The chase for history is on, and New York City is awash with excitement. I’m speaking, obviously, of the Mets’ pursuit of the modern era record for times hit by pitch by one team in one season. Mets hitters have been plunked 102 times this year, three shy of the record, and have 14 games left in which to overtake last year’s Reds for the all-time lead.

Top 10 Highest Team HBP Totals Since 1900
Season Team HBP
2021 CIN 105
2021 LAD 104
2008 CLE 103
2022 NYM 102
2018 TBR 101
1997 HOU 100
2021 OAK 98
2016 CHC 96
2019 NYM 95
2006 PHI 95
SOURCE: Baseball-Reference

The full list is fun, because two things immediately become apparent. First, most of the high historical HBP totals came in the past five to seven years. And second, whenever a team shows up that isn’t from the mid-2010s or later, it’s immediately obvious which historical outlier is responsible: a Craig Biggio here, a Chase Utley there, a Jason Kendall over in the corner.

The Mets are a more well-rounded lineup, with six players being hit by 10 or more pitches this year. No. 102 came on Sunday afternoon, when Pete Alonso took a fastball off the elbow, causing a benches-clearing incident and earning warnings for both dugouts. The estimable Ron Darling, on the mic for WPIX, sensed that Alonso wasn’t angry because he thought Johan Oviedo hit him intentionally, but because it was the seventh time in that weekend’s four-game series that a Met had been hit. In fact, he said, he couldn’t remember one time this season when a Met had worn a pitch and it looked malicious.

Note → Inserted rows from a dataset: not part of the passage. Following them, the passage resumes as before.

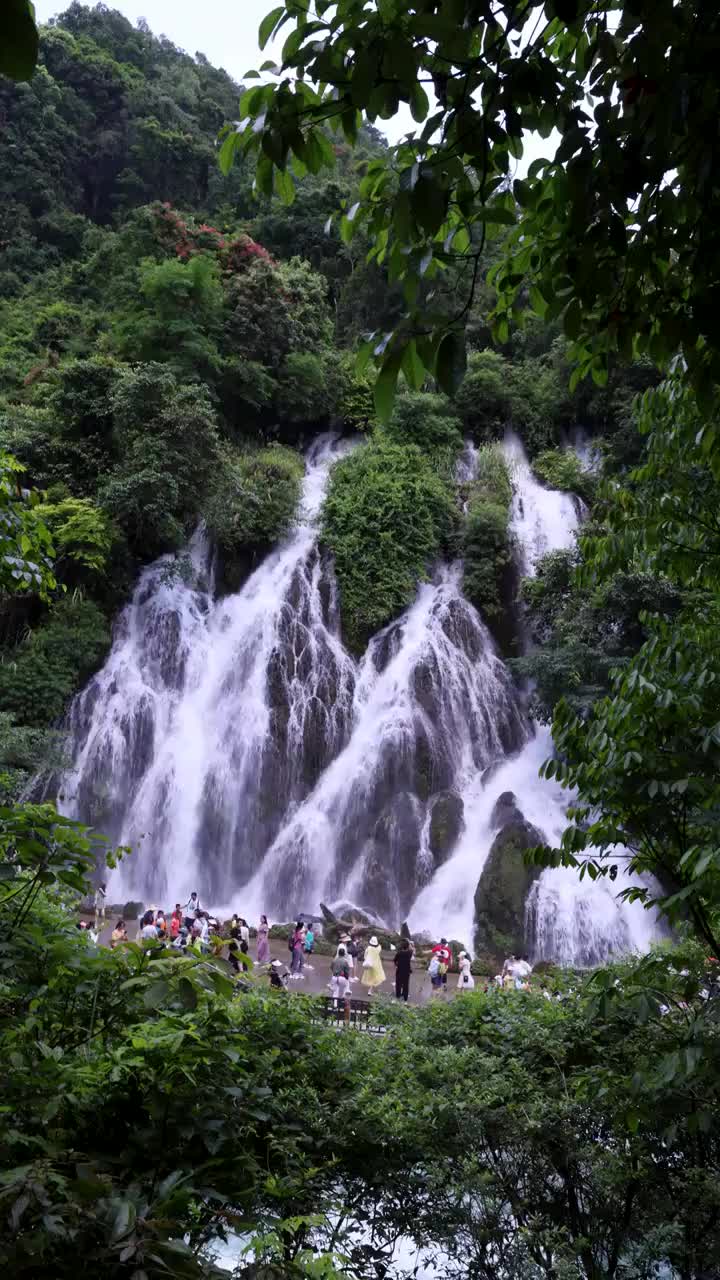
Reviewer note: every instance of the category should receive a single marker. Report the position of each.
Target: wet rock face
(504, 886)
(505, 812)
(446, 824)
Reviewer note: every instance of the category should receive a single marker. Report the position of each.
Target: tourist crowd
(190, 927)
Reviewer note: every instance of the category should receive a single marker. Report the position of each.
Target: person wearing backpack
(340, 979)
(296, 945)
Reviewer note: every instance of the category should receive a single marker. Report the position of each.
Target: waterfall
(433, 707)
(210, 717)
(569, 920)
(542, 520)
(240, 750)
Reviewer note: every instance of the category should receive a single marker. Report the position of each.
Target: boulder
(502, 891)
(446, 824)
(505, 810)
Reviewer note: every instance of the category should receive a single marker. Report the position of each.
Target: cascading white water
(543, 520)
(240, 750)
(569, 920)
(212, 718)
(433, 705)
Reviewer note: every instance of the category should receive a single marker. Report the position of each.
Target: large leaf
(18, 40)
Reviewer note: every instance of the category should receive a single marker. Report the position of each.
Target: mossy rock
(446, 824)
(502, 891)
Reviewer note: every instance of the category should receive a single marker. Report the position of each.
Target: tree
(18, 41)
(387, 516)
(645, 759)
(614, 232)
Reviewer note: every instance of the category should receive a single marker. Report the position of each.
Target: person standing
(402, 970)
(119, 935)
(340, 979)
(465, 981)
(263, 941)
(190, 910)
(443, 956)
(100, 895)
(297, 951)
(373, 972)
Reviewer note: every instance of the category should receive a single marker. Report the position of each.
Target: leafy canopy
(613, 232)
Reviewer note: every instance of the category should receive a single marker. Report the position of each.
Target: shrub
(255, 498)
(40, 676)
(561, 469)
(487, 548)
(387, 516)
(302, 393)
(428, 421)
(482, 398)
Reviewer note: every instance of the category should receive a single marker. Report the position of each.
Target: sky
(226, 31)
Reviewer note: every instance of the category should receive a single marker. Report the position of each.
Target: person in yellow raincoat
(373, 972)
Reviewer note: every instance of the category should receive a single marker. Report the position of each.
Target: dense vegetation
(169, 343)
(147, 1114)
(169, 339)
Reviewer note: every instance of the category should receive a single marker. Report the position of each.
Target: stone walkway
(317, 973)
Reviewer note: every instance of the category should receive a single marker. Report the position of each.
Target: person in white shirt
(465, 981)
(100, 895)
(190, 910)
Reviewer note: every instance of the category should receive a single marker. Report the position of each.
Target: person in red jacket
(445, 959)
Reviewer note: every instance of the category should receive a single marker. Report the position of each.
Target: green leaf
(419, 104)
(18, 40)
(573, 319)
(227, 152)
(386, 385)
(451, 361)
(269, 23)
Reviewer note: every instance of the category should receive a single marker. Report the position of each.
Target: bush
(302, 393)
(387, 516)
(428, 421)
(561, 469)
(255, 498)
(482, 398)
(487, 548)
(40, 676)
(527, 394)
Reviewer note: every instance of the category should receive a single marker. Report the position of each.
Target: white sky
(226, 31)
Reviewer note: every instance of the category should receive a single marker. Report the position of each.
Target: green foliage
(615, 250)
(302, 391)
(26, 545)
(486, 540)
(24, 754)
(81, 534)
(561, 469)
(427, 421)
(169, 444)
(178, 319)
(41, 675)
(95, 1042)
(525, 394)
(482, 398)
(18, 40)
(254, 498)
(387, 516)
(645, 759)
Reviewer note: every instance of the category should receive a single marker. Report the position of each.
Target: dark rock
(505, 810)
(502, 891)
(446, 824)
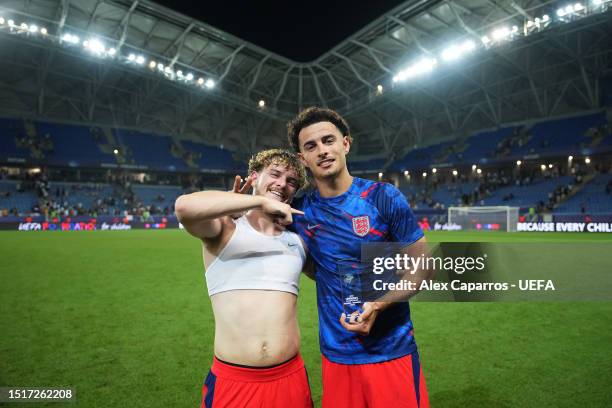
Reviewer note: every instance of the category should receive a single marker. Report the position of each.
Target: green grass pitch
(124, 318)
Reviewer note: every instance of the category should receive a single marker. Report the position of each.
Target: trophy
(352, 292)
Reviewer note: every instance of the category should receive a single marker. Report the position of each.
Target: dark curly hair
(310, 116)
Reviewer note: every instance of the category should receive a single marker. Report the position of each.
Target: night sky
(299, 30)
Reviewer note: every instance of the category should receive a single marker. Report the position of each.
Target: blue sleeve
(394, 208)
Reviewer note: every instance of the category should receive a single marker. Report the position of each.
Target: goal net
(499, 218)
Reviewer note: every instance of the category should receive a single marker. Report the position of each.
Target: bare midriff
(256, 328)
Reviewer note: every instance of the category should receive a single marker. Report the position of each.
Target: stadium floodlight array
(97, 46)
(485, 218)
(565, 13)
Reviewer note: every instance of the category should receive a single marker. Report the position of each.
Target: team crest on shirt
(361, 225)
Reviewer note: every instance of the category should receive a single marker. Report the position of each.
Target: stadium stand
(593, 198)
(72, 146)
(157, 153)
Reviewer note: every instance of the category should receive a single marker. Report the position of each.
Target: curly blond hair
(281, 157)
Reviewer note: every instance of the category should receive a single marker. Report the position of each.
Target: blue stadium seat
(592, 195)
(150, 150)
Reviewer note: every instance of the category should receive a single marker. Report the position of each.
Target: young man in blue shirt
(369, 359)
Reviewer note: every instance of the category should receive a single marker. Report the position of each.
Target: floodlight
(96, 46)
(500, 33)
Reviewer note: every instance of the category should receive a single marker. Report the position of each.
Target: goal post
(492, 218)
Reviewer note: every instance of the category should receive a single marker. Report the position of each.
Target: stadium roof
(529, 73)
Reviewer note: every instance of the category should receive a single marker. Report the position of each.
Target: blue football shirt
(334, 230)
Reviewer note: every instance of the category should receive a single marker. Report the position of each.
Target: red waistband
(246, 374)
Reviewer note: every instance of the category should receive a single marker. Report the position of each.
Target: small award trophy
(352, 296)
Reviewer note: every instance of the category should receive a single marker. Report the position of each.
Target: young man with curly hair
(253, 266)
(370, 358)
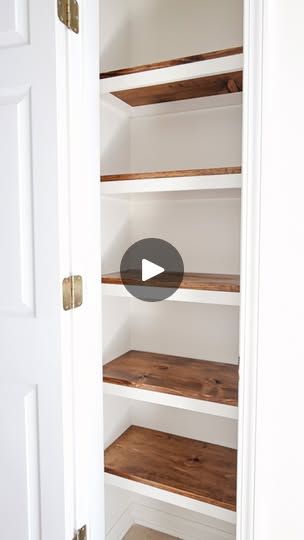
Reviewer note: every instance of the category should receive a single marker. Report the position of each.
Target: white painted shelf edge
(170, 400)
(182, 295)
(171, 74)
(171, 498)
(190, 183)
(173, 107)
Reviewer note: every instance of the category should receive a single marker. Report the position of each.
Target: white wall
(142, 31)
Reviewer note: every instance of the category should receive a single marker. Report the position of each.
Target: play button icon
(152, 269)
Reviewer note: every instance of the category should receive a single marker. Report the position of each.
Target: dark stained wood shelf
(214, 85)
(204, 86)
(199, 470)
(214, 171)
(187, 377)
(194, 281)
(175, 62)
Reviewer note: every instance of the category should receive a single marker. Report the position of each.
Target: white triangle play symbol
(150, 270)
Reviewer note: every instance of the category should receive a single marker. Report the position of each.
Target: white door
(41, 470)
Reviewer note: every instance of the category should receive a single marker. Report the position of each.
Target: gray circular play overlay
(142, 259)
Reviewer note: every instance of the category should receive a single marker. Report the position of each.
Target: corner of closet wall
(170, 169)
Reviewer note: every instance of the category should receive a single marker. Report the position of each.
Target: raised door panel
(16, 203)
(14, 23)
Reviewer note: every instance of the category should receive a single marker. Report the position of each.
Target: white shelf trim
(189, 183)
(171, 498)
(170, 400)
(182, 295)
(171, 74)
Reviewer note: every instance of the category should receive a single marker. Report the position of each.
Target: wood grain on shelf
(213, 85)
(175, 62)
(195, 281)
(187, 377)
(195, 469)
(170, 174)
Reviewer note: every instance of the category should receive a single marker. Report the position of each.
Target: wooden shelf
(185, 377)
(162, 175)
(210, 74)
(213, 182)
(170, 63)
(194, 281)
(193, 469)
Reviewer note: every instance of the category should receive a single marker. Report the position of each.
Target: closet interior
(171, 155)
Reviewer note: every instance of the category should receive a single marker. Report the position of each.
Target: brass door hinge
(81, 534)
(68, 13)
(72, 292)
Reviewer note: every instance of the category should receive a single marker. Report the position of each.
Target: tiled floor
(141, 533)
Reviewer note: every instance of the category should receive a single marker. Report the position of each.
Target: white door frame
(250, 246)
(271, 442)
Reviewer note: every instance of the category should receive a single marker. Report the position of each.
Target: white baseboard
(170, 523)
(177, 525)
(121, 527)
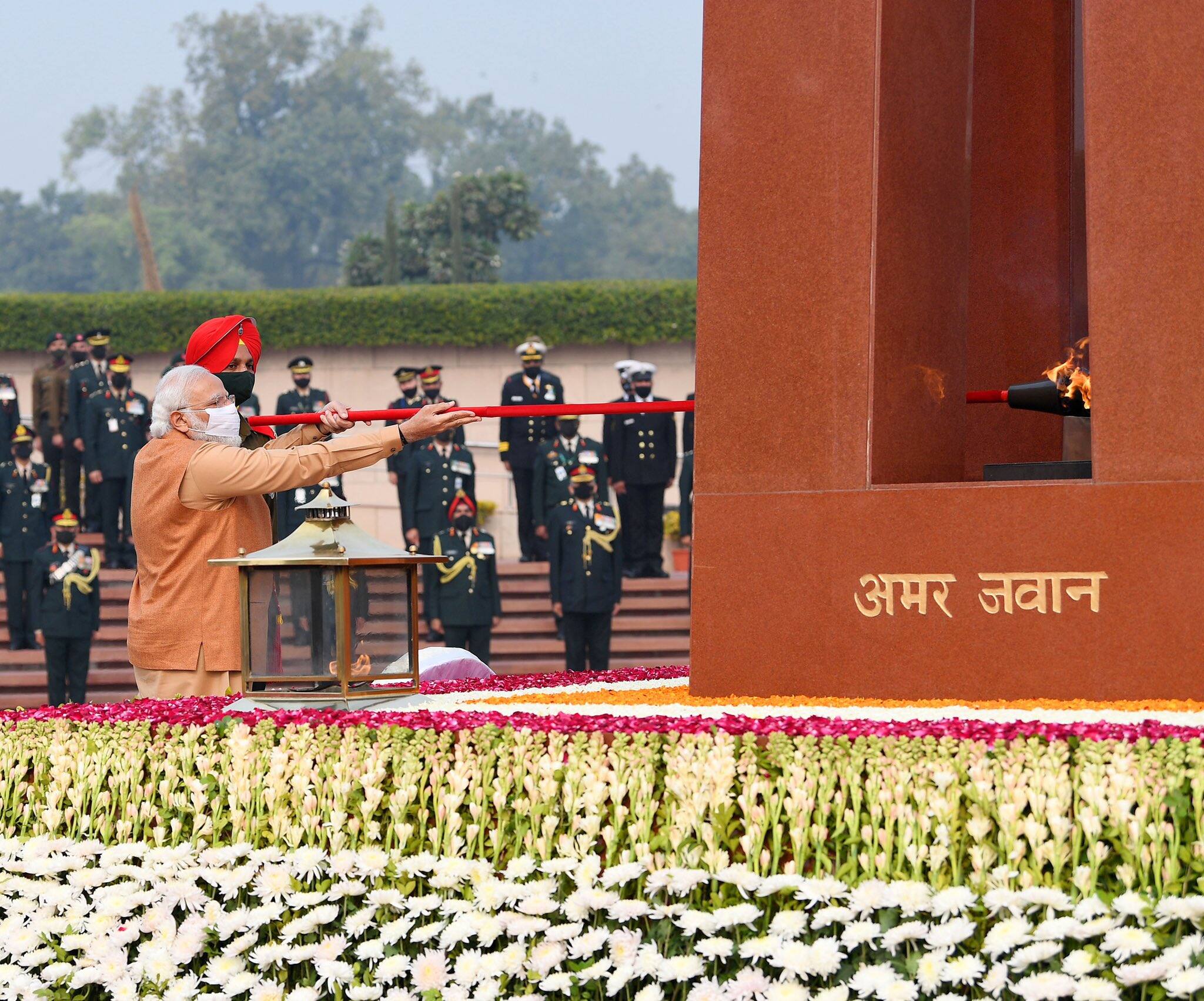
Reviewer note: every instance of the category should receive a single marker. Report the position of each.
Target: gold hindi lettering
(913, 593)
(1038, 592)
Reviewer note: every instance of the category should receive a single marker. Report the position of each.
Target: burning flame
(1071, 378)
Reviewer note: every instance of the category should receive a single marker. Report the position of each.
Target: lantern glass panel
(380, 603)
(294, 626)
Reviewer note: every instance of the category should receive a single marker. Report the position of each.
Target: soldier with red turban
(230, 347)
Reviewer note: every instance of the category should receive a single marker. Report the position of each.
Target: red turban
(215, 343)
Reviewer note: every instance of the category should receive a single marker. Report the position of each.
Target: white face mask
(223, 427)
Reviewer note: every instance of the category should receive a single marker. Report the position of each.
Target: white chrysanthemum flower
(831, 916)
(424, 934)
(737, 915)
(1079, 964)
(930, 971)
(956, 900)
(950, 934)
(707, 989)
(907, 932)
(715, 947)
(430, 971)
(588, 945)
(869, 896)
(789, 924)
(558, 983)
(1044, 987)
(547, 957)
(1038, 952)
(912, 896)
(595, 971)
(869, 980)
(1141, 972)
(698, 922)
(621, 875)
(1131, 905)
(393, 967)
(1098, 989)
(964, 970)
(1045, 896)
(222, 967)
(860, 934)
(785, 990)
(628, 911)
(1122, 943)
(821, 889)
(1185, 983)
(759, 947)
(1090, 907)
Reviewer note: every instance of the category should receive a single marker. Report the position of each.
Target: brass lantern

So I went back and watched all 102 Mets HBPs, and he’s right.

The Mets have been hit a lot, and some of them have been scary: Starling Marte is currently on the IL with a broken finger; Francisco Lindor got hit in the face while trying to bunt; Alonso has taken not one but two pitches to the head this year. But by and large, pitchers who hit Mets batters react with a sort of Charlie Brownish resignation, best expressed by Bryse Wilson, who’s hit three Mets in the past two weeks.

The Mets’ HBP total, 102, is an interesting number because it’s small enough to watch every play in one sitting, but big enough that patterns emerge. Each Met gets hit by a different types of pitches, and each reacts in his own way. Alonso, who wears a big elbow pad, loads for his swing in such a way that he juts his arms down into the zone; that’s how Oviedo got him on Sunday. Lindor, from the left side, tends to wear a lot of back-foot breaking balls that actually hit him in the back foot (it’s worth noting that Lindor is a former teammate of Brandon Guyer, who is the Wilt Chamberlain of getting hit in the legs with a breaking ball).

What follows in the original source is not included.